The Ministry of Finance explained the relatively small damage to the Israeli economy compared to the world, with only a slight damage to exports, which is a significant component of the domestic product, and the prosperity experienced by the technology sector, including increased exports of high-tech services and foreign investment.

On the other hand, the negative effects of the crisis were felt more strongly in the labor market, along with the contraction in private consumption.

These areas were more affected than their counterparts in OECD countries.

Regarding 2021, the Treasury estimated that the economy will grow by 4.6%, similar to the November forecast (4.5%).

In the pessimistic scenario of worsening health conditions due to ineffectiveness of vaccines, the economy will grow by only 1.9%.

However, the Treasury explained that this is a scenario with a low probability.

Israel reached the corona crisis in a relatively good economic situation, the Treasury noted, with a low unemployment rate (3.4%) and a high employment rate (about 80%).

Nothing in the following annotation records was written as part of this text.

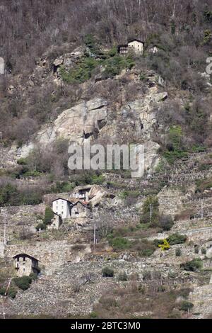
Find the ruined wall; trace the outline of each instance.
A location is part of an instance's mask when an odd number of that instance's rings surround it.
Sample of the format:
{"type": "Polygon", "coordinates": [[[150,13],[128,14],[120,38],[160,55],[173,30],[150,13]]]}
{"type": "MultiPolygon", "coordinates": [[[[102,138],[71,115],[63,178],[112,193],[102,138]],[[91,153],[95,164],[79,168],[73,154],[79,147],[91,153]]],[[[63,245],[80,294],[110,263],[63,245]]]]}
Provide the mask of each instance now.
{"type": "Polygon", "coordinates": [[[81,246],[81,251],[76,252],[74,244],[67,240],[37,242],[34,244],[8,245],[5,256],[11,258],[20,253],[25,253],[40,260],[41,273],[51,275],[67,261],[78,262],[83,260],[86,253],[90,252],[90,246],[81,246]]]}

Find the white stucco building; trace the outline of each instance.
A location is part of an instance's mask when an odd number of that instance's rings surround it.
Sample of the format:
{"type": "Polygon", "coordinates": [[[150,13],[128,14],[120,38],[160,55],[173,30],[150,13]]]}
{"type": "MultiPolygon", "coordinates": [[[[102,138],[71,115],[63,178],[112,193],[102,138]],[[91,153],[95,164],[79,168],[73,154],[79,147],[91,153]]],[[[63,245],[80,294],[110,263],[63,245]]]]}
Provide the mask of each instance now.
{"type": "Polygon", "coordinates": [[[143,53],[144,43],[142,40],[134,38],[128,42],[127,44],[119,45],[118,47],[118,51],[120,55],[126,55],[130,50],[137,55],[143,55],[143,53]]]}
{"type": "Polygon", "coordinates": [[[52,201],[52,210],[55,214],[61,217],[61,218],[70,218],[71,207],[72,203],[66,199],[58,198],[52,201]]]}
{"type": "Polygon", "coordinates": [[[32,273],[38,274],[40,269],[38,267],[39,260],[32,256],[21,253],[13,257],[14,267],[17,276],[29,276],[32,273]]]}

It was also stated that the debt-to-GDP ratio in 2019 stood at 60% alongside a relatively high structural deficit.

In 2019, the Israeli economy grew at a rate of 3.4% similar to the rate of growth in 2018, and slightly higher than the potential growth rate of the economy.

Thanks to the relatively low level of public debt and despite the high structural deficit of NIS 160 billion, the State of Israel had the fiscal space to implement an expansionary policy to deal with the crisis.